L’avvocato del mafioso Badalamenti ha citato in giudizio Giovanni Impastato per diffamazione. «Ho difeso, forse con un termine eccessivo, la memoria di mio fratello - ha detto Giovanni -, ma chi sostiene che mio fratello sia morto mentre stava compiendo un attentato terroristico è un imbecille in malafede».
Giovanni sta ottenendo la solidarietà di tanti. A cominciare da Fabio Picchi, proprietario del Cibrèo, uno dei ristoranti più amati di Firenze e d’Italia.
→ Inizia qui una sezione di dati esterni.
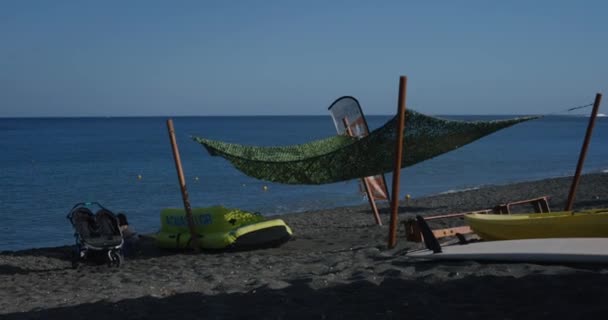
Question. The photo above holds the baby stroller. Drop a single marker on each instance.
(97, 235)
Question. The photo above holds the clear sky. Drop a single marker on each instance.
(170, 58)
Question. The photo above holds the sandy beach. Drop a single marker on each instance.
(336, 267)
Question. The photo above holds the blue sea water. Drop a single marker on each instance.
(49, 164)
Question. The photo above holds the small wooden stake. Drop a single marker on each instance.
(583, 154)
(368, 190)
(182, 184)
(392, 235)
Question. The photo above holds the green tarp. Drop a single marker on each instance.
(340, 158)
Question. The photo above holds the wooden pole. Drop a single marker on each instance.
(182, 184)
(583, 154)
(392, 235)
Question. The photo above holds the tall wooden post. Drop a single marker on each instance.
(392, 236)
(182, 184)
(583, 154)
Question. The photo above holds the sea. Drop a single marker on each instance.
(48, 165)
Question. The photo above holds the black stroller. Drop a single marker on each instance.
(98, 235)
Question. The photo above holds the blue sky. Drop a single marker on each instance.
(170, 58)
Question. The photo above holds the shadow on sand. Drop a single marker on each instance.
(537, 296)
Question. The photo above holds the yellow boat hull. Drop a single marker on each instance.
(565, 224)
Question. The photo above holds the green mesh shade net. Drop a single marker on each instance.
(341, 158)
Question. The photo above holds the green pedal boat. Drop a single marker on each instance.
(220, 228)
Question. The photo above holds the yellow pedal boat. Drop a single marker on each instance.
(220, 228)
(565, 224)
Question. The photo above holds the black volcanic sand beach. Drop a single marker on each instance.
(336, 267)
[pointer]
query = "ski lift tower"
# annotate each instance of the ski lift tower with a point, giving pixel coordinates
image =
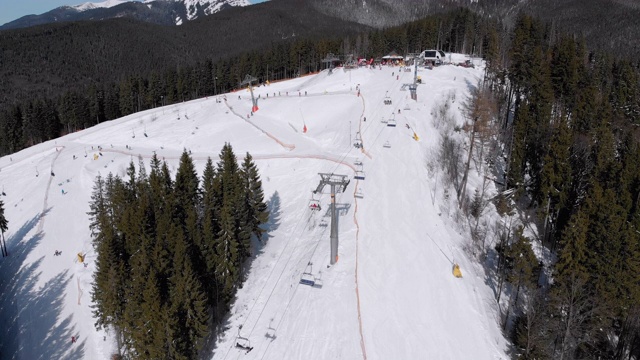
(247, 81)
(413, 88)
(330, 59)
(339, 183)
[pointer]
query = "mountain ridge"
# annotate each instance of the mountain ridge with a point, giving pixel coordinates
(161, 12)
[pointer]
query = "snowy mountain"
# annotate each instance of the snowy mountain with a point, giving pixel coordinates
(196, 8)
(104, 4)
(391, 295)
(163, 12)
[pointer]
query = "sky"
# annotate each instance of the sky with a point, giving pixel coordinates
(14, 9)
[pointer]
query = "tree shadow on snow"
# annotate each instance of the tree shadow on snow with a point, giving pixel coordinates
(29, 314)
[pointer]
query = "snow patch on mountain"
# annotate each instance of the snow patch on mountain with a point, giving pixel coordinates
(209, 7)
(105, 4)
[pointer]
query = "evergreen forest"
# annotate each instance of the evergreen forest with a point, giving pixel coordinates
(566, 126)
(562, 141)
(173, 251)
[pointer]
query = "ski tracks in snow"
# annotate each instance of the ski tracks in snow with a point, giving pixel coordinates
(45, 203)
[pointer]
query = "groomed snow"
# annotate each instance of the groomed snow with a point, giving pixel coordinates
(391, 295)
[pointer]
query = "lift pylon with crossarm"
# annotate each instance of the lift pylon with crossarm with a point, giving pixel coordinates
(338, 184)
(247, 81)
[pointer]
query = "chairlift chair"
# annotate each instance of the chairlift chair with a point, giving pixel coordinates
(243, 344)
(358, 142)
(307, 277)
(314, 205)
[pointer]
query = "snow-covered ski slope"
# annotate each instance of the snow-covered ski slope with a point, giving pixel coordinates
(391, 295)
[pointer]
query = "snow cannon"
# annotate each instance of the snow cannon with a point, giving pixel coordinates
(456, 271)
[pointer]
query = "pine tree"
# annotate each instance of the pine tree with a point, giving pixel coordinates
(255, 211)
(227, 250)
(188, 311)
(4, 226)
(210, 228)
(522, 266)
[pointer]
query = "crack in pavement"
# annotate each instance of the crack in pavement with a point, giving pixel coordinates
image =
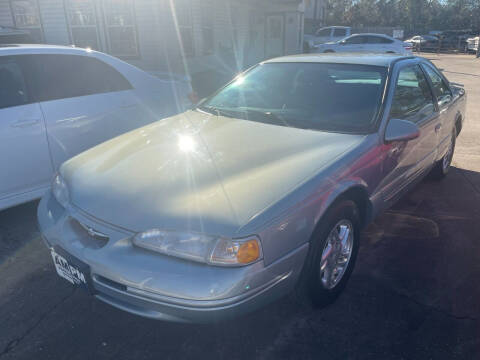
(432, 308)
(470, 182)
(12, 344)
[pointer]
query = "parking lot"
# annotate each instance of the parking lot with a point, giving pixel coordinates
(413, 295)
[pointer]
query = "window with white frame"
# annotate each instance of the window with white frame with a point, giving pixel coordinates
(234, 23)
(184, 21)
(26, 15)
(82, 19)
(121, 27)
(208, 37)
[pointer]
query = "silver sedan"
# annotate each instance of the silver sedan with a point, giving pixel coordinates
(263, 188)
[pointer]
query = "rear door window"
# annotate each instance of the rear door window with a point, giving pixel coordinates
(13, 89)
(324, 32)
(413, 98)
(339, 32)
(355, 40)
(65, 76)
(440, 87)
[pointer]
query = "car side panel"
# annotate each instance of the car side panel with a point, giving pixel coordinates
(290, 223)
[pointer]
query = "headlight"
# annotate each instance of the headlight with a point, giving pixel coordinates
(60, 190)
(202, 248)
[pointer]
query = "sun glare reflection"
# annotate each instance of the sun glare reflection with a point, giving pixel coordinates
(186, 143)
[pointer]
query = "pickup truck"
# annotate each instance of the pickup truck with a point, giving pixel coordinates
(325, 34)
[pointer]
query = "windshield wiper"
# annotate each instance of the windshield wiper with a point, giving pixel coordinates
(217, 111)
(269, 115)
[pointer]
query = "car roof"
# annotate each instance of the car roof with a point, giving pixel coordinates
(343, 58)
(17, 49)
(335, 27)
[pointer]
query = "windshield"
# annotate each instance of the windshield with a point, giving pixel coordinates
(319, 96)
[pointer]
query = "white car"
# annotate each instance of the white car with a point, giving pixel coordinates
(376, 43)
(326, 34)
(472, 44)
(56, 102)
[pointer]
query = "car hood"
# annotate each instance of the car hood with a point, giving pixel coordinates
(197, 171)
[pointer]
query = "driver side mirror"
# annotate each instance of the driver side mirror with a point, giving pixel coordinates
(401, 130)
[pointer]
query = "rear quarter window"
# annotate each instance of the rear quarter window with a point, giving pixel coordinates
(58, 76)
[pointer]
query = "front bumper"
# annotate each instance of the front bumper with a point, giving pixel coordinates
(162, 287)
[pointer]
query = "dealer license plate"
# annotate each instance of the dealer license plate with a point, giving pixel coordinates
(71, 269)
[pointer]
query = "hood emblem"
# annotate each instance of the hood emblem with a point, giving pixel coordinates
(93, 233)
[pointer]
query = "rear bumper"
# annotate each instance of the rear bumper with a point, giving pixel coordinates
(164, 288)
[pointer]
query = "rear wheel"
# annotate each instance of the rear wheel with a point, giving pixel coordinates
(442, 167)
(332, 254)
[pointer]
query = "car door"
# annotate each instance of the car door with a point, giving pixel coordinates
(406, 161)
(83, 102)
(339, 34)
(444, 99)
(373, 44)
(352, 44)
(323, 36)
(25, 162)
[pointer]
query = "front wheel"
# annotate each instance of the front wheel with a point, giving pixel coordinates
(332, 254)
(442, 167)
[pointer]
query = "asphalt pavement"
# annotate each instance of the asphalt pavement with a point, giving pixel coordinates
(414, 294)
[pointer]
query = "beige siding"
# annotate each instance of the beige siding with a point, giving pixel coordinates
(5, 13)
(150, 32)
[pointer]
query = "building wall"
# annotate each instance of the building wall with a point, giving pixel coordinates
(238, 28)
(54, 22)
(5, 13)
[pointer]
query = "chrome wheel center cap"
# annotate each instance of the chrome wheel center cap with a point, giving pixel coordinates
(336, 254)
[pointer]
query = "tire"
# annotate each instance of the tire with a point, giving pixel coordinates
(442, 167)
(315, 284)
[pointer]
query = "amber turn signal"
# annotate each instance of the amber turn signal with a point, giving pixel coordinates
(248, 252)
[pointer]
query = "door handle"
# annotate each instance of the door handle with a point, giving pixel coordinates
(25, 123)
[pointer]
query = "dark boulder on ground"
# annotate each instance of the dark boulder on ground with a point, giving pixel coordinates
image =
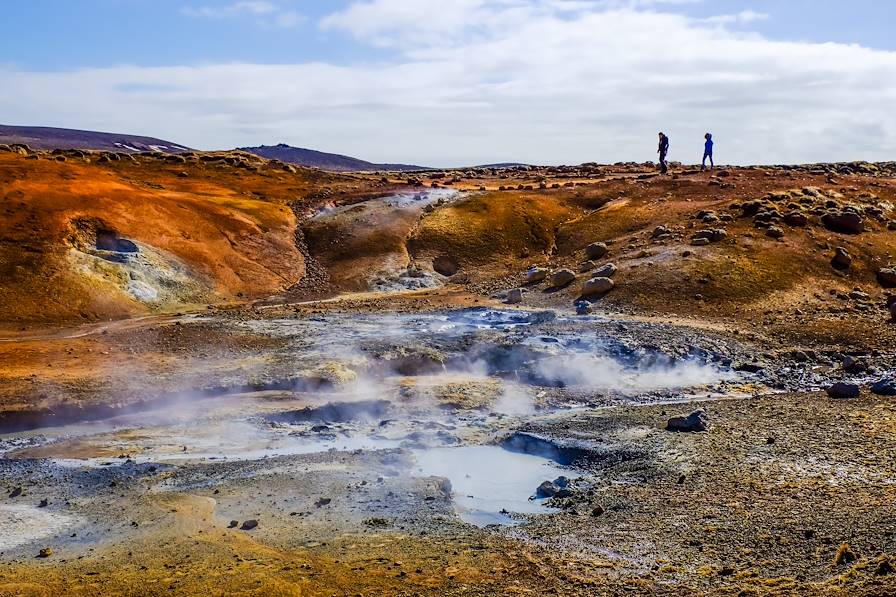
(694, 422)
(846, 222)
(596, 250)
(885, 387)
(842, 259)
(886, 277)
(843, 390)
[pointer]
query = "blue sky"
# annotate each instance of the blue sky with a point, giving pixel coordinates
(455, 81)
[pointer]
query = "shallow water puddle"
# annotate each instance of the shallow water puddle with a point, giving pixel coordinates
(20, 525)
(490, 483)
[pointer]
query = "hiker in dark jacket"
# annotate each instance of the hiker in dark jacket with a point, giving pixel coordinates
(707, 152)
(663, 150)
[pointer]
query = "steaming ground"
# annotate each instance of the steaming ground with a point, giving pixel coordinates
(352, 430)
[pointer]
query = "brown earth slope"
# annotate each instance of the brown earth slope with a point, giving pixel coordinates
(214, 229)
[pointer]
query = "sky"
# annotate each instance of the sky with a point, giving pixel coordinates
(460, 82)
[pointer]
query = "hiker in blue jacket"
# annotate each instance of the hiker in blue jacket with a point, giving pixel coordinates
(707, 152)
(663, 150)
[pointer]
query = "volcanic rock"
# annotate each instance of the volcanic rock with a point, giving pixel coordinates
(713, 235)
(515, 296)
(843, 390)
(605, 271)
(846, 222)
(885, 387)
(596, 250)
(562, 277)
(536, 274)
(886, 277)
(796, 219)
(695, 422)
(584, 308)
(842, 259)
(596, 286)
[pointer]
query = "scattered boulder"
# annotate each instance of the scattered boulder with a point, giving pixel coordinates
(559, 487)
(596, 286)
(596, 250)
(536, 274)
(749, 367)
(845, 222)
(796, 219)
(845, 555)
(695, 422)
(562, 277)
(546, 490)
(584, 308)
(712, 235)
(605, 271)
(885, 387)
(842, 259)
(854, 365)
(843, 390)
(886, 277)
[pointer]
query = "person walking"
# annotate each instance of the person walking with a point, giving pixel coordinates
(707, 152)
(663, 150)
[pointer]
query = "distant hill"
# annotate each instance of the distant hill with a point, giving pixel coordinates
(325, 161)
(42, 137)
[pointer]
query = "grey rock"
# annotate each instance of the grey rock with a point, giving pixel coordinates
(562, 277)
(843, 390)
(596, 286)
(695, 422)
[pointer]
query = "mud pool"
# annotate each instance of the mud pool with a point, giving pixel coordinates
(349, 411)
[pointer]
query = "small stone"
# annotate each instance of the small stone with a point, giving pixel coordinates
(536, 274)
(842, 259)
(845, 555)
(843, 390)
(605, 271)
(886, 277)
(597, 286)
(249, 525)
(515, 296)
(695, 422)
(546, 490)
(885, 387)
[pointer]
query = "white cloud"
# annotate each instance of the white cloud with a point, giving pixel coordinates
(266, 14)
(476, 81)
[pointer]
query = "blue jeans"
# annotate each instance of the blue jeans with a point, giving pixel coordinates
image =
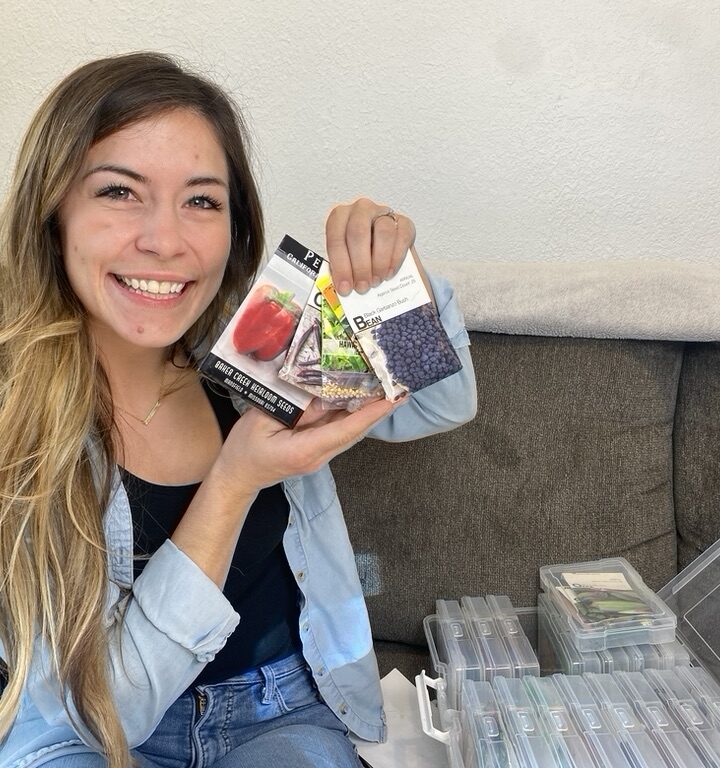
(271, 716)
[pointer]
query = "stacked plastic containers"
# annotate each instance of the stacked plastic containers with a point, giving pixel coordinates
(618, 690)
(601, 617)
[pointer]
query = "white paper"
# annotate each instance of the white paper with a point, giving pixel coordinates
(407, 745)
(609, 581)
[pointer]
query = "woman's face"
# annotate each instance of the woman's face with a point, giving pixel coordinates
(145, 229)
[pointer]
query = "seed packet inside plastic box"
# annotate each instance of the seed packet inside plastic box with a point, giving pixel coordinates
(250, 351)
(400, 332)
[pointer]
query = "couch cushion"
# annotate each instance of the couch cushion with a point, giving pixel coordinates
(568, 459)
(697, 451)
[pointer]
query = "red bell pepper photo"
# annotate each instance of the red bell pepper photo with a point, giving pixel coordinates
(266, 325)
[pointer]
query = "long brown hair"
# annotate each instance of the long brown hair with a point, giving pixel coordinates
(55, 406)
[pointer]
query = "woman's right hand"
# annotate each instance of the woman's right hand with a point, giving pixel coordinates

Si sta mobilitando affinché dieci, cento, mille, diecimila ristoratori diano dell’imbecille all’avvocato di Badalamenti, «così lui se vuole diventa il monopolista della ristorazione italiana».
Umberto Santino, presidente del Centro Impastato, a proposito del pignoramento della pizzeria di Giovanni Impastato ha detto: «Questa è una sorta di confisca alla rovescia, che invece di colpire il mafioso colpisce un protagonista della lotta contro la mafia».
Il film di Marco Tullio Giordana I cento passi ha contribuito a tenere viva la memoria di Peppino Impastato e a farlo conoscere anche ai giovani di oggi.

18 settembre 2004

L’ora di religione

Non ho seguito con molta attenzione la storia delle assunzioni degli insegnanti di religione cattolica. Ma ho capito molto bene che è un grande regalo che l’attuale governo di destra sta facendo alla chiesa cattolica per accaparrarsene i voti.
A fronte del solo 18% di assunzioni sui 70 mila posti disponibili per tutte le tradizionali materie, per la religione invece in due anni i posti verranno coperti al 100%.
I nomi dei docenti di religione verranno indicati dal vescovo locale e lo stato non potrà rifiutarsi di assumerli. E se poi perderanno il gradimento del vescovo, niente paura, nessuno potrà più licenziarli, verranno utilizzati nell’insegnamento di altre materie. Alla faccia della laicità dello Stato.
Ma perché anziché insegnare religione cattolica, nelle scuole italiane non si insegna storia delle religioni, facendo regolari concorsi per le assunzioni?

17 settembre 2004

Giovanni Raboni

Il poeta Giovanni Raboni, nato a Milano nel 1932, è morto ieri, 16 settembre 2004, a Parma in seguito ad un attacco cardiaco.
È stato poeta, saggista, critico letterario e traduttore. Tra i suoi principali lavori di traduzione spiccano "I fiori del male" di Baudelaire e la versione integrale di "Alla ricerca del tempo perduto"di Proust.
Ha ricoperto anche l'incarico di direttore editoriale negli anni Settanta per la casa editrice Guanda. Era critico del “Corriere della Sera”, dove si occupava anche di teatro.
Tutte le poesie di Raboni sono state raccolte in un volume nel 1997 dall’editore Garzanti. Nel 2002 è uscita la raccolta di versi Barlumi di storia. Nel 1980 era stato pubblicato il volume di prose narrative La fossa di Cherubino.
La sua produzione poetica alterna modi colloquiali e modi alti su tematiche che comprendono l’introspezione lirica e lo sdegno civile, per approdare a un raffinato manierismo. Raboni ha utilizzato la forma chiusa e recuperato la metrica tradizionale e la rima.
Ha vinto nel 2003 il premio Librex Montale e il premio Vitaliano Brancati. Da due anni presiedeva il premio Bagutta.
Voglio ricordare Giovanni Raboni con una sua poesia tratta da Barlumi di storia.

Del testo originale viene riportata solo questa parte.